Initialize the MCP session and save its session ID:

export MCP_URL="http://127.0.0.1:8765/mcp"

curl -sS \
  -D /tmp/mcp-init.headers \
  -o /tmp/mcp-init.body \
  -H "Authorization: Bearer $ACCESS_TOKEN" \
  -H "Accept: application/json, text/event-stream" \
  -H "Content-Type: application/json" \
  -d '{"jsonrpc":"2.0","id":1,"method":"initialize","params":{"protocolVersion":"2024-11-05","capabilities":{},"clientInfo":{"name":"curl","version":"1.0"}}}' \
  "$MCP_URL"

cat /tmp/mcp-init.body
export MCP_SESSION_ID="$(awk 'tolower($1)=="mcp-session-id:" {print $2}' /tmp/mcp-init.headers | tr -d '\r')"

Complete the MCP handshake:

curl -sS \
  -H "Authorization: Bearer $ACCESS_TOKEN" \
  -H "Mcp-Session-Id: $MCP_SESSION_ID" \
  -H "Accept: application/json, text/event-stream" \
  -H "Content-Type: application/json" \
  -d '{"jsonrpc":"2.0","method":"notifications/initialized","params":{}}' \
  "$MCP_URL"

Invoke an MCP tool:

curl -i \
  -H "Authorization: Bearer $ACCESS_TOKEN" \
  -H "Mcp-Session-Id: $MCP_SESSION_ID" \
  -H "Accept: application/json, text/event-stream" \
  -H "Content-Type: application/json" \
  -d '{"jsonrpc":"2.0","id":2,"method":"tools/call","params":{"name":"policy_search","arguments":{}}}' \
  "$MCP_URL"

At MCP_LOG_LEVEL=WARNING, the server should log the authenticated user identity and scopes for the tool invocation. This manual flow is for testing; production use should keep state, authorization codes, client secrets, and access tokens inside a real callback/session service.

Start the MCP server

Start the MCP server with the same resource-server environment block. If an external client owns the callback, no additional MCP callback setting is needed.
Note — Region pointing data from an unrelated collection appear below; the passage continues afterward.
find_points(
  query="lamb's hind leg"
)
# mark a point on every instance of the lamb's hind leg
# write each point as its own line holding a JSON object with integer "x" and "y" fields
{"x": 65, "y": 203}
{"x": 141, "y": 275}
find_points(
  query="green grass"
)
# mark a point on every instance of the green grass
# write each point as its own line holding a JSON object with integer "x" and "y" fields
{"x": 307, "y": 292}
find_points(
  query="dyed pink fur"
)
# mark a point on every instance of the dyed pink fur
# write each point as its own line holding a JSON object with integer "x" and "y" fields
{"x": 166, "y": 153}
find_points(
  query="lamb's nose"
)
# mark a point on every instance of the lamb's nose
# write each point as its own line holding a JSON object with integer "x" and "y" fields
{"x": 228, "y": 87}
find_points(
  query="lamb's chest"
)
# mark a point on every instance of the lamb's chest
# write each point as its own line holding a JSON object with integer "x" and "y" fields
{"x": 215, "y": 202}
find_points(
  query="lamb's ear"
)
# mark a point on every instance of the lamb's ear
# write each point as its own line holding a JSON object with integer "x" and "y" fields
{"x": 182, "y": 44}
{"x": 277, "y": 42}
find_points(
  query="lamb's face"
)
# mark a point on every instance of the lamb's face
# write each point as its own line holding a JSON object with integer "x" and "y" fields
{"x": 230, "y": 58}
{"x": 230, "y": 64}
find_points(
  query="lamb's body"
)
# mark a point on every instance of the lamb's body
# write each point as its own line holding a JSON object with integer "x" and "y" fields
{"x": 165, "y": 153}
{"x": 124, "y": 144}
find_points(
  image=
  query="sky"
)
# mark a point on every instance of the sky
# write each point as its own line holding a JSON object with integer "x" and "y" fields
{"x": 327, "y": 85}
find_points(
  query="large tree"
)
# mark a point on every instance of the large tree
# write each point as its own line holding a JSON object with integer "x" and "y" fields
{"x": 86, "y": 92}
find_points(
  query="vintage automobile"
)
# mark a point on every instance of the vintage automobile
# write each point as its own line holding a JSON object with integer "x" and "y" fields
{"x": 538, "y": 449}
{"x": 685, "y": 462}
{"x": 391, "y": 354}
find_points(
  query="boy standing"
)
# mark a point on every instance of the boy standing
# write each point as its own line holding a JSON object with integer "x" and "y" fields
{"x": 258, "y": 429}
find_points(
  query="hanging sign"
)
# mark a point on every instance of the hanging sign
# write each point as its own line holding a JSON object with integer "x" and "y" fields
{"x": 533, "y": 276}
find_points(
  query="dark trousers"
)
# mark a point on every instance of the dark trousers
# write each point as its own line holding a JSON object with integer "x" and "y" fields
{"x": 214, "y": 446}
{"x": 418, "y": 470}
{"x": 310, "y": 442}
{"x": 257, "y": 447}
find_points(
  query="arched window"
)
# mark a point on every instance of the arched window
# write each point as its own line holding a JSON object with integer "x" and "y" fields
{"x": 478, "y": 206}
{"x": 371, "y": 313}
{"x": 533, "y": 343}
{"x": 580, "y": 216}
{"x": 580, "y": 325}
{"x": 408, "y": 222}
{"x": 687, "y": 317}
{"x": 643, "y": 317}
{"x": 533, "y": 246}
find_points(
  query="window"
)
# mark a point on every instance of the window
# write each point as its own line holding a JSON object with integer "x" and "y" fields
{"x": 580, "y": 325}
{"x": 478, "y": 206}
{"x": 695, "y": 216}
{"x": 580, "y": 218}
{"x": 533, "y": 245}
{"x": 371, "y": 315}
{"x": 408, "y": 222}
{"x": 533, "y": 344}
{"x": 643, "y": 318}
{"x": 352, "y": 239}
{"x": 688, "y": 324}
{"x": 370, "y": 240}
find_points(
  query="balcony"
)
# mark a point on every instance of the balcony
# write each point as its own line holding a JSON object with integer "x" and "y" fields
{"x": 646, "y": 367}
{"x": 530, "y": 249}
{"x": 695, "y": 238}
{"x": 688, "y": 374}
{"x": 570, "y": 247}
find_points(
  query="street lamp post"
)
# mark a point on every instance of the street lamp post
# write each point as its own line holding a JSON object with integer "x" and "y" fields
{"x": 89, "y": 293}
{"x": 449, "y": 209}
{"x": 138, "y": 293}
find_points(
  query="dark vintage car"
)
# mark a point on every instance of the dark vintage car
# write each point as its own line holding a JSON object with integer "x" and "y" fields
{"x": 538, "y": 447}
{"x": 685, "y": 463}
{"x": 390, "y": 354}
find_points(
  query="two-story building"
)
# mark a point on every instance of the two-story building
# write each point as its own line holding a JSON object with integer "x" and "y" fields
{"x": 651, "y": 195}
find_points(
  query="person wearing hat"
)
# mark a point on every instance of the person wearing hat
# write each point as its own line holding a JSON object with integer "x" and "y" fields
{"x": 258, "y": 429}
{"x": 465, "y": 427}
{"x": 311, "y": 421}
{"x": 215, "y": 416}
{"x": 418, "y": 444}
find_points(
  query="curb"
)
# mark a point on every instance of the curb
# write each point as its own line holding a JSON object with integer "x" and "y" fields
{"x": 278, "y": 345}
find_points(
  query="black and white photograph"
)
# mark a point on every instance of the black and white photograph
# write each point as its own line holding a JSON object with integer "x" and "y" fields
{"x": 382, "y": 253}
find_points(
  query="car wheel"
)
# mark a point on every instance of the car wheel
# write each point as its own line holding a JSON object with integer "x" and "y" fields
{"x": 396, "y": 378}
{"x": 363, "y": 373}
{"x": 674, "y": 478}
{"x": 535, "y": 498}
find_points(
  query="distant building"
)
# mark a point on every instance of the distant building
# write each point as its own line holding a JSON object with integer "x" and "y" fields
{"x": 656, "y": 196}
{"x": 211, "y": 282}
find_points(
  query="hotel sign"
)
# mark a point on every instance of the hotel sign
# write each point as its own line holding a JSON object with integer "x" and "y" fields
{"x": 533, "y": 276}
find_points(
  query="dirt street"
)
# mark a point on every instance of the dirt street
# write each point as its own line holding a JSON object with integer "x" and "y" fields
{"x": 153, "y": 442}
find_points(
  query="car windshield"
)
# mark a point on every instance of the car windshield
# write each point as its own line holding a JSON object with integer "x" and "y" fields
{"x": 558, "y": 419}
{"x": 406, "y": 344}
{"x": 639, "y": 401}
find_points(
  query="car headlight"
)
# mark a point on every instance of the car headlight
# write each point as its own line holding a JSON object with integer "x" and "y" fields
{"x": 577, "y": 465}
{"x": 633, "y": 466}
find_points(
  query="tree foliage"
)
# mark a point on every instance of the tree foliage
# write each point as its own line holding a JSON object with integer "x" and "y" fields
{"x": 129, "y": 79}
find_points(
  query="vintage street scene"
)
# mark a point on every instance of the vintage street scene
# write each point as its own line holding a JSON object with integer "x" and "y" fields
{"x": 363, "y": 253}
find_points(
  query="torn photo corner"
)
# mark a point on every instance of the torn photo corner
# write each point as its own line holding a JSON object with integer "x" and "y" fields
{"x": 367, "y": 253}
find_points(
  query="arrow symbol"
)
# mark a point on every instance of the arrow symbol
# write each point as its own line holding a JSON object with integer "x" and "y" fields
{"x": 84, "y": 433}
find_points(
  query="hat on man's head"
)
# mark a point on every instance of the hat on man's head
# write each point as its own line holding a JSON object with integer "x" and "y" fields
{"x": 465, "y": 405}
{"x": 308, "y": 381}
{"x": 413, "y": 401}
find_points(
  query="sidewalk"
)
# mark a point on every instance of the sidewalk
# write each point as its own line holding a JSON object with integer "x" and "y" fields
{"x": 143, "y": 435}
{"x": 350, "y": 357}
If MCP is later expanded to own the callback, the callback URL must be added to the client configuration and exposed through the MCP deployment’s HTTPS ingress.

See Oracle’s Authorization Code Grant Type documentation.

Diagnostics and troubleshooting

At MCP_LOG_LEVEL=WARNING, each MCP tool invocation logs the caller and granted scopes without logging the bearer token or client secret:

MCP OAuth invoke policy_search client_id=<caller> user_displayname=<user> ca_name=<account> scopes=<granted-scopes>

OCI IAM commonly supplies the human-readable fields as user_displayname and ca_name; the fallback client_id is usually the token subject (sub). These identity fields are useful for audit diagnostics but are still user data. Keep the warning logs access-controlled and avoid enabling request-input logging at INFO in production unless policy text and request filters are acceptable to store in logs.

Common failures:

  • iss mismatch: copy the exact iss value from the JWT into MCP_OAUTH_ISSUER.

  • aud mismatch: use the resource server’s primary audience, not the client ID unless they are intentionally identical.

  • Missing scope: grant the client access to the MCP resource scope and request the fully qualified scope from the token endpoint. Configure MCP_OAUTH_REQUIRED_SCOPES and MCP_OAUTH_UPDATE_SCOPE with the exact value present in the JWT scope claim.

  • JWKS failure: verify that the JWKS endpoint is reachable anonymously by the container.

  • Reload denied: ensure the token contains the configured MCP_OAUTH_UPDATE_SCOPE value.

  • Callback mismatch: ensure the redirect_uri exactly matches the URL registered on the OAuth client, including scheme, host, path, and port.